The University of the Philippines College of Education Student Council, in its statement, called the video, “outright irresponsible, insensitive and infuriating.” It adds, in part: “The video narrows down learning into the traditional mode wherein it is only facilitated in the classroom. Moreover, it fails to acknowledge that remote learning is not merely limited to conducting online classes.
“The video also antagonizes teachers by portraying them as harsh and ignorant to the concerns of students. This is a direct insult to educators whose efforts, for the past months, are directed towards adjusting syllabi, curricula, modules, and lesson plans in order to ensure the delivery of quality and compassionate education amidst the pandemic.
“Our teachers do not deserve this disrespect.”
The student council is urging the production team to take down the video.
Meanwhile, the University of Santo Tomas College of Education Student Council, in its statement, has called the video “unsettling and disrespectful.” Their statement also tries to answer the issues pointed out by the video, including the comparison of the streaming services to the tuition fee, which they say are “totally different in nature.” The statement adds that the streaming applications “are intended for entertainment and not solely for education purposes. We believe that schools are strategically planning on the said fees to be paid upon enrollment.”
Yap has spoken about the issue on Twitter, and remains unapologetic. The now-deleted statement (but this is the Internet, so barely anything stays deleted), says, written as is, “Basta Ako, Wala akong naging Teacher na iyakin. lahat ng naging teacher ko—matibay ang loob, hindi nanunumbat ng tungkulin at pinaghihirapan; at hindi umaaray kung hindi natatamaan.
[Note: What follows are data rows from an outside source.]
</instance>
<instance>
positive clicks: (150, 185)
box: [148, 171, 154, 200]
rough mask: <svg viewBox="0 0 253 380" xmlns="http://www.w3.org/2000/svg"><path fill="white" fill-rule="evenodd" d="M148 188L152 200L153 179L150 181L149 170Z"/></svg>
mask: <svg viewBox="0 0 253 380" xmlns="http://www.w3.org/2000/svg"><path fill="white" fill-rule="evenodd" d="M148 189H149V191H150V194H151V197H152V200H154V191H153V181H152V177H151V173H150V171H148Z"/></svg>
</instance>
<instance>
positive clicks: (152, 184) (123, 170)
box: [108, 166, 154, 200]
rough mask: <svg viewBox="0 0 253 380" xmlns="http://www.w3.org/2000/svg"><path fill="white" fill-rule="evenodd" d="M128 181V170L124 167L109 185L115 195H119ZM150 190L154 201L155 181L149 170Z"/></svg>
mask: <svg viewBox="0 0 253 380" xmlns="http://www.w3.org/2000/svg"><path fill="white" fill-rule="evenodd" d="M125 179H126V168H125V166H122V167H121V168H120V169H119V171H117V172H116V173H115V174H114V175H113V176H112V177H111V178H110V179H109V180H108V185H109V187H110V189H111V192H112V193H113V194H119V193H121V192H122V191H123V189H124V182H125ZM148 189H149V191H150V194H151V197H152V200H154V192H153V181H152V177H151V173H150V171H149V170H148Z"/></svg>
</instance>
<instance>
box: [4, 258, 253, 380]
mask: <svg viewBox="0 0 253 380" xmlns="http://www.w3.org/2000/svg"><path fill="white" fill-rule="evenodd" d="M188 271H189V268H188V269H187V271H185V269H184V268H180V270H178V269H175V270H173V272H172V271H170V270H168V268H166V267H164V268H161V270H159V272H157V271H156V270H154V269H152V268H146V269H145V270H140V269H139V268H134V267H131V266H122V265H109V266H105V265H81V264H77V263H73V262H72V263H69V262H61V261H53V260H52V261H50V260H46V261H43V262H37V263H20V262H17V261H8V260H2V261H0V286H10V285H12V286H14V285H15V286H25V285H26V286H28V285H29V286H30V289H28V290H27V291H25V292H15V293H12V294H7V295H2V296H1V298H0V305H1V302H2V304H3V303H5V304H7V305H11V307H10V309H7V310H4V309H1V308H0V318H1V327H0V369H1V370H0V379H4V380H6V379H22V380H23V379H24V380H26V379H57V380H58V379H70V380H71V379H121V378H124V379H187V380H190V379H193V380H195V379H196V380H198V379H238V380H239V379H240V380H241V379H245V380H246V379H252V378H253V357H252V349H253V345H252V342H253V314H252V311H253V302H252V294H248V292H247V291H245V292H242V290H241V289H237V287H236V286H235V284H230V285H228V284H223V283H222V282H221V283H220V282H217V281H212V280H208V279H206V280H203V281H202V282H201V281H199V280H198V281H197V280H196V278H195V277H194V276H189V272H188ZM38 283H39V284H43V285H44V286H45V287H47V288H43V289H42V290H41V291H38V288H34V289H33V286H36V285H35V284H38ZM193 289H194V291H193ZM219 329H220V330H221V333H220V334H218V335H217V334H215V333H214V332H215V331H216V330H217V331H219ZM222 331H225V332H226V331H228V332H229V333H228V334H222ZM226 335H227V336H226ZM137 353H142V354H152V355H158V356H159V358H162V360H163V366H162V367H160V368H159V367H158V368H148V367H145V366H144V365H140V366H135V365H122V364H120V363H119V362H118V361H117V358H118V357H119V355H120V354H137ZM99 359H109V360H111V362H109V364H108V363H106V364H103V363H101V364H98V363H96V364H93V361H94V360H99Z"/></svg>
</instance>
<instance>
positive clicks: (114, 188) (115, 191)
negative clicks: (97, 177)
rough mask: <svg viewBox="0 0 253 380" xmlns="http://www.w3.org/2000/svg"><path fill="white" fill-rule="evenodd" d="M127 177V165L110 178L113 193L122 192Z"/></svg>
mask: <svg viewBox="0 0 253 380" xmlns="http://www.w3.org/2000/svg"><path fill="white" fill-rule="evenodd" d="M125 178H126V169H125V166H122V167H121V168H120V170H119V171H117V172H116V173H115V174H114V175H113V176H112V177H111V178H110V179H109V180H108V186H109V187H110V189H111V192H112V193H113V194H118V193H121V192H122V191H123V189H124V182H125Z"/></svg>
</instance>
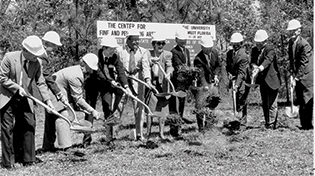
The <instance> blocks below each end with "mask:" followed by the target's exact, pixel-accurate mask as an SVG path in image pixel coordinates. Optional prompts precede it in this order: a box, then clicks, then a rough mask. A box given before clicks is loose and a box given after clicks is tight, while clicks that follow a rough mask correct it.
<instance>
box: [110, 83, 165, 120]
mask: <svg viewBox="0 0 315 176" xmlns="http://www.w3.org/2000/svg"><path fill="white" fill-rule="evenodd" d="M115 87H117V88H118V89H120V90H122V91H123V92H124V93H125V94H126V95H128V96H129V97H131V98H133V99H134V100H136V101H137V102H138V103H140V104H142V105H143V106H144V107H145V108H146V109H147V110H148V116H151V117H161V114H160V113H159V112H156V113H152V111H151V110H150V108H149V106H148V105H146V104H145V103H143V102H142V101H141V100H139V98H137V97H136V96H134V95H133V94H130V93H128V92H127V91H126V89H124V88H123V87H121V86H120V85H117V86H115Z"/></svg>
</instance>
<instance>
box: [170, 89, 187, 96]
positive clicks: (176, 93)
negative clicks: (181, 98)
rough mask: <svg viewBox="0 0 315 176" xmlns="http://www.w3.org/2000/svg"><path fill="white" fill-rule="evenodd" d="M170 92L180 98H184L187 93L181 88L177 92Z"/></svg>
mask: <svg viewBox="0 0 315 176" xmlns="http://www.w3.org/2000/svg"><path fill="white" fill-rule="evenodd" d="M171 94H172V95H173V96H175V97H180V98H184V97H186V96H187V93H186V92H184V91H181V90H180V91H178V92H171Z"/></svg>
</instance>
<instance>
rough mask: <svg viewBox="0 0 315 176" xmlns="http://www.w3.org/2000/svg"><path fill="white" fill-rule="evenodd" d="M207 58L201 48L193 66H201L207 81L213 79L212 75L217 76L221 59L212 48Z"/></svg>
mask: <svg viewBox="0 0 315 176" xmlns="http://www.w3.org/2000/svg"><path fill="white" fill-rule="evenodd" d="M208 56H209V57H208V58H209V59H207V58H206V56H205V53H204V52H203V51H202V50H201V51H200V52H199V53H198V54H197V56H196V57H195V60H194V66H195V67H198V68H201V69H202V70H203V71H204V76H205V79H206V81H207V82H208V83H211V81H212V80H213V79H214V75H217V76H219V74H220V71H221V61H220V58H219V54H218V51H217V50H215V49H212V51H211V53H210V55H208Z"/></svg>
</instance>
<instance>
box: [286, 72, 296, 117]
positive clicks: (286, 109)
mask: <svg viewBox="0 0 315 176" xmlns="http://www.w3.org/2000/svg"><path fill="white" fill-rule="evenodd" d="M289 88H290V103H291V106H290V107H286V108H285V114H286V115H287V116H288V117H297V115H298V112H299V108H298V107H297V106H294V105H293V89H294V78H293V76H292V75H291V76H290V87H289Z"/></svg>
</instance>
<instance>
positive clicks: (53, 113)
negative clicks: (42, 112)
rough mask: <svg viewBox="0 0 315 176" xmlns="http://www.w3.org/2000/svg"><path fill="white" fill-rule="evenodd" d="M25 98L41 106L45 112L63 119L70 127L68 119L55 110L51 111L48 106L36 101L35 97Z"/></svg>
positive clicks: (67, 118)
mask: <svg viewBox="0 0 315 176" xmlns="http://www.w3.org/2000/svg"><path fill="white" fill-rule="evenodd" d="M26 97H27V98H29V99H31V100H33V101H35V102H36V103H38V104H39V105H41V106H43V107H44V108H45V109H46V110H48V111H50V112H52V113H53V114H55V115H57V116H58V117H60V118H62V119H64V120H65V121H66V122H67V123H68V124H69V125H70V127H71V126H72V124H71V122H70V120H69V119H68V118H66V117H65V116H63V115H61V114H60V113H58V112H57V111H56V110H54V109H51V108H50V107H49V106H48V105H46V104H45V103H43V102H42V101H40V100H38V99H36V98H35V97H33V96H32V95H27V96H26Z"/></svg>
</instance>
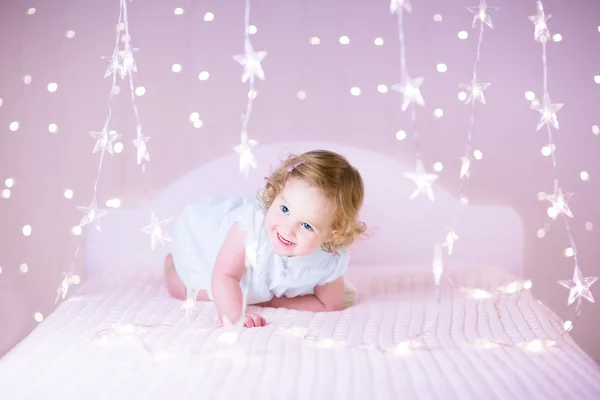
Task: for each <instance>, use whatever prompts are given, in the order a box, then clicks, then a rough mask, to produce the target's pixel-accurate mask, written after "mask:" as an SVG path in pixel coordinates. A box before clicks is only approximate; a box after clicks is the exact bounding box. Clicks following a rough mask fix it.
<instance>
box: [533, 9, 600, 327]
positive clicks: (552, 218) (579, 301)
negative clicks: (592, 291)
mask: <svg viewBox="0 0 600 400" xmlns="http://www.w3.org/2000/svg"><path fill="white" fill-rule="evenodd" d="M536 6H537V7H536V11H537V13H536V15H533V16H530V17H529V19H530V21H531V22H532V23H533V24H534V26H535V29H534V35H533V37H534V40H535V41H536V42H539V43H541V45H542V68H543V90H544V93H543V97H542V102H541V103H540V104H536V105H535V106H534V107H533V108H534V109H535V110H537V111H538V112H540V114H541V119H540V122H539V123H538V125H537V130H538V131H539V130H540V129H542V128H543V127H545V128H546V132H547V134H548V143H549V145H548V146H549V149H550V157H551V159H552V168H553V174H554V191H553V193H552V194H550V195H547V194H545V195H543V196H542V199H541V200H547V201H549V202H550V204H551V207H550V208H549V209H548V215H549V216H550V218H552V219H557V218H558V217H559V216H562V220H563V221H564V225H565V230H566V232H567V238H568V241H569V248H570V251H569V254H570V255H571V256H572V257H573V264H574V266H573V278H572V279H571V280H561V281H559V282H558V283H559V284H560V285H561V286H563V287H565V288H567V289H569V298H568V300H567V304H568V305H571V304H573V303H575V316H576V317H575V319H577V317H579V316H580V315H581V308H582V298H584V299H586V300H588V301H590V302H594V297H593V296H592V293H591V291H590V287H591V286H592V285H593V284H594V283H595V282H596V281H597V280H598V277H597V276H592V277H584V276H583V274H582V271H581V267H580V265H579V259H578V253H577V247H576V245H575V241H574V239H573V235H572V233H571V227H570V224H569V218H573V213H572V211H571V209H570V207H569V204H568V201H569V199H570V197H571V196H572V195H573V194H572V193H565V192H564V191H563V189H562V188H561V187H560V185H559V181H558V167H557V162H556V154H555V151H554V142H553V134H552V130H553V129H559V123H558V118H557V116H556V113H557V112H558V111H559V110H560V109H561V108H562V106H563V104H561V103H556V104H553V103H552V102H551V101H550V92H549V90H548V63H547V54H546V53H547V52H546V50H547V49H546V47H547V43H548V41H549V39H550V37H551V36H550V30H549V28H548V20H549V19H550V17H551V15H550V14H546V13H545V11H544V6H543V4H542V1H541V0H537V1H536ZM569 322H570V324H568V325H565V327H564V333H566V332H567V331H569V330H571V329H572V328H573V324H574V321H569Z"/></svg>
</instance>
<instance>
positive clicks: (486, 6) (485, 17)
mask: <svg viewBox="0 0 600 400" xmlns="http://www.w3.org/2000/svg"><path fill="white" fill-rule="evenodd" d="M467 10H469V11H471V12H472V13H473V14H475V15H474V16H473V28H475V25H476V24H477V21H478V20H479V21H481V22H482V23H484V24H486V25H487V26H489V27H490V28H492V29H494V24H493V23H492V17H490V15H489V14H488V13H487V11H488V10H493V11H497V10H498V7H488V6H487V4H486V3H485V0H480V1H479V5H478V6H475V7H467Z"/></svg>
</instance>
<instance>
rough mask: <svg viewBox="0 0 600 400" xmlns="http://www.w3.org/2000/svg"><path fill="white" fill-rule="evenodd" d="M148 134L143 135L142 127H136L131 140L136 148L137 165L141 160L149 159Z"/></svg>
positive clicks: (149, 158)
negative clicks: (135, 136) (136, 155)
mask: <svg viewBox="0 0 600 400" xmlns="http://www.w3.org/2000/svg"><path fill="white" fill-rule="evenodd" d="M148 140H150V138H149V137H148V136H144V133H143V132H142V127H141V126H138V127H137V137H136V138H135V139H134V140H133V145H134V146H135V148H136V149H137V162H138V165H139V164H141V163H142V160H146V161H150V154H149V153H148V145H147V144H148Z"/></svg>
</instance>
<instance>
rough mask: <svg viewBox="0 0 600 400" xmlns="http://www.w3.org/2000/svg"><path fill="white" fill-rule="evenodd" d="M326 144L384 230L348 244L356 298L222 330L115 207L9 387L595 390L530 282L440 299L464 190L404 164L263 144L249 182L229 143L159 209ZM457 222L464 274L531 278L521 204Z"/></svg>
mask: <svg viewBox="0 0 600 400" xmlns="http://www.w3.org/2000/svg"><path fill="white" fill-rule="evenodd" d="M316 147H321V148H330V149H333V150H338V151H340V152H341V153H343V154H345V155H346V156H347V157H348V158H349V159H350V160H351V161H352V162H353V163H354V164H356V165H357V166H358V167H359V168H360V170H361V172H362V173H363V176H364V178H365V181H366V186H367V188H366V189H367V199H366V205H365V210H364V219H365V220H366V221H367V222H369V223H370V225H371V226H372V227H374V228H378V233H377V234H376V235H375V236H374V237H373V238H371V239H369V240H368V241H365V242H363V243H361V244H360V245H359V246H357V248H356V249H355V251H354V252H353V262H352V265H351V272H350V277H351V279H352V281H353V282H354V284H355V285H356V286H357V289H358V291H359V293H360V302H359V304H358V305H356V306H354V307H352V308H350V309H347V310H345V311H343V312H337V313H317V314H315V313H309V312H297V311H291V310H283V309H278V310H275V309H263V310H261V311H260V312H262V313H263V315H265V317H266V318H267V320H268V325H267V326H266V327H264V328H258V329H250V330H245V331H243V332H242V333H241V334H240V335H239V337H238V340H237V341H236V342H234V343H227V342H223V339H224V338H226V336H224V335H223V333H224V331H223V329H222V328H221V327H220V326H219V324H218V321H217V318H216V313H215V310H214V306H213V305H212V304H210V303H198V304H197V306H196V309H195V310H194V311H193V312H192V314H191V317H190V319H189V321H186V319H185V318H184V317H183V315H184V314H183V311H182V309H181V302H180V301H177V300H174V299H172V298H170V297H169V295H168V294H167V293H166V290H165V288H164V285H163V282H162V279H161V276H160V272H161V270H160V268H161V262H162V258H163V256H164V254H165V253H166V252H167V251H168V246H167V247H159V248H158V249H157V250H156V251H154V252H152V251H150V249H149V238H148V236H147V235H144V234H143V233H141V232H140V227H142V226H144V225H147V224H148V223H149V211H148V209H141V210H120V211H118V212H115V213H112V214H110V215H108V216H106V218H104V219H103V220H102V231H101V232H96V231H93V230H90V233H89V235H87V240H86V243H85V260H86V262H85V264H86V274H85V283H84V284H83V285H81V287H79V290H77V292H75V293H74V294H72V295H71V296H70V297H69V298H68V299H67V300H66V301H65V302H63V303H62V304H61V305H60V306H59V307H58V308H57V309H56V311H55V312H54V313H53V314H52V315H50V316H48V317H47V318H46V319H45V320H44V321H43V322H42V323H41V324H40V325H39V326H38V328H37V329H36V330H35V331H34V332H33V333H31V335H29V337H27V338H26V339H25V340H23V341H22V342H21V343H20V344H19V345H18V346H17V347H16V348H15V349H13V350H12V351H11V352H9V353H8V354H7V355H6V356H5V357H4V358H3V359H2V360H0V399H3V400H4V399H6V400H9V399H10V400H12V399H19V400H20V399H40V398H43V399H86V400H90V399H167V398H179V399H238V398H240V399H281V398H283V399H288V398H290V399H327V400H333V399H371V398H373V399H399V398H407V399H461V400H462V399H565V398H575V399H598V398H600V368H599V367H598V366H597V365H596V364H595V363H594V362H593V361H592V360H591V359H590V358H589V357H588V356H587V355H586V354H585V353H584V352H583V351H582V350H581V349H580V348H579V347H578V346H577V345H576V344H575V343H574V342H573V340H572V339H571V338H570V336H568V335H566V336H563V337H561V336H560V334H559V329H560V326H561V325H562V323H561V321H560V320H559V319H558V318H557V317H556V316H555V315H554V314H553V313H552V312H551V311H550V310H548V309H546V308H544V307H543V306H542V305H540V304H539V303H538V302H537V301H536V300H535V299H534V298H533V297H532V295H531V293H530V292H529V291H528V290H520V291H518V292H517V293H515V294H512V295H500V294H496V295H494V296H493V297H491V298H486V299H473V298H471V297H470V296H469V295H468V294H467V293H465V292H464V291H462V290H460V289H459V288H457V287H453V286H450V285H448V284H444V286H443V290H442V295H441V298H440V301H439V303H438V301H436V296H435V293H436V292H435V287H434V284H433V281H432V276H431V272H430V271H431V258H432V248H433V244H434V241H437V240H439V238H441V237H443V234H444V227H445V222H446V221H448V218H449V215H451V212H452V211H453V210H454V208H455V206H456V199H454V198H452V196H450V195H449V194H448V193H447V192H444V191H443V190H442V189H441V188H440V187H439V186H438V187H436V198H437V200H436V202H434V203H429V201H428V200H427V199H426V198H418V199H415V200H413V201H410V200H408V194H409V193H410V192H411V191H412V190H413V187H412V185H411V182H410V181H408V180H406V179H405V178H403V177H402V172H405V171H408V170H412V168H407V167H406V166H403V165H401V164H400V163H398V162H396V161H394V160H391V159H386V158H385V157H382V156H381V155H379V154H374V153H371V152H369V151H366V150H362V149H357V148H351V147H347V146H340V145H334V144H328V143H287V144H284V145H281V144H280V145H273V146H263V147H262V148H260V149H258V151H257V157H258V159H259V161H261V166H260V169H259V171H252V173H251V177H250V179H249V181H248V182H245V181H243V180H242V179H241V178H238V172H237V171H236V165H237V163H236V159H235V155H234V154H233V155H228V156H226V157H223V158H222V159H218V160H216V161H214V162H212V163H209V164H206V165H203V166H201V167H199V168H198V169H197V170H195V171H192V172H191V173H190V174H188V175H187V176H185V177H183V178H182V179H181V180H179V181H178V182H176V183H175V184H173V185H172V186H171V187H169V188H168V189H167V190H166V191H165V192H164V193H163V194H162V195H161V196H159V197H158V198H157V199H155V200H154V201H153V202H152V204H151V206H152V209H153V210H154V211H156V212H157V214H158V215H159V217H162V218H164V217H168V216H175V215H176V214H177V213H178V211H179V210H180V209H181V208H182V207H183V206H184V205H185V204H186V203H187V202H189V201H190V200H192V199H193V197H194V196H197V195H206V194H210V195H224V194H240V193H251V190H252V189H253V188H255V187H256V185H259V184H260V182H261V181H262V178H263V176H265V175H266V171H267V170H268V167H269V163H274V162H275V161H276V159H277V157H279V156H283V155H284V154H285V152H286V151H289V150H293V151H295V152H300V151H303V150H306V149H311V148H316ZM215 171H219V177H220V178H221V176H225V177H228V178H227V179H219V180H215V179H214V175H215ZM382 177H386V180H384V179H382ZM488 226H494V227H495V228H496V229H494V230H487V229H486V227H488ZM482 232H484V233H485V234H482ZM459 233H460V236H461V237H460V239H459V241H458V242H457V243H456V250H455V254H454V255H453V257H452V258H451V259H450V260H448V261H447V262H446V264H447V265H448V266H450V268H449V270H448V276H449V277H451V278H452V280H453V281H455V282H457V283H458V284H460V285H461V286H462V287H464V288H474V287H478V288H481V289H485V290H488V291H492V290H493V289H495V288H498V287H501V286H503V285H505V284H507V283H509V282H512V281H514V280H515V279H517V277H518V276H520V275H522V244H521V243H522V240H521V237H522V226H521V222H520V219H519V217H518V216H517V215H516V214H515V213H514V212H513V211H511V210H510V209H507V208H504V207H496V206H494V207H483V206H469V207H467V208H465V209H464V210H463V213H462V218H461V230H460V232H459ZM499 243H501V244H502V246H499V245H498V244H499ZM500 248H502V249H503V250H499V249H500ZM115 324H120V326H121V327H120V328H119V327H118V326H115ZM127 332H129V333H127Z"/></svg>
“Huwag ka magTeacher kung makitid ang utak mo, kung manipis ang balat mo, at kung hindi mo kayang tanggapin na bahagi ka man o hindi.
May mali sa sistema.
Exaggeration has been a tool used by many creators to drive home a point. In fact, Yap has used this in many of his projects, to positive reviews. The original version of Jowable—where a lady, beer in hand, goes to church and justifies loudly to God why she deserves a boyfriend—received a lot of laughs, despite questions from religious groups. In ‘Online Class’ the trick still works—at least a couple of times.
But the target of the exaggeration is the issue here, which in this case is the hapless teacher whose duty it is to instill order in a situation that demands it. ‘Online Class’ is a poorly written critique of what it aims to criticize—an education system that could have been more prepared, could have been more sensitive to the needs of the larger public. The film is so poorly written it ends up putting the person it is trying to defend in a bad light.
And what’s with Yap saying people are plain “iyakin”? Heck, most of us have cried, or have learned to cry, during this pandemic—what with the loss of jobs, income, loved ones. We know for sure that many teachers are just trying their darned best just to give their students the best education possible, in the most decent conditions, despite the odds. So, yeah, there’s really no need to kick teachers further to the ground just to provoke people’s sensibilities. That’s not art. That’s kacheapan.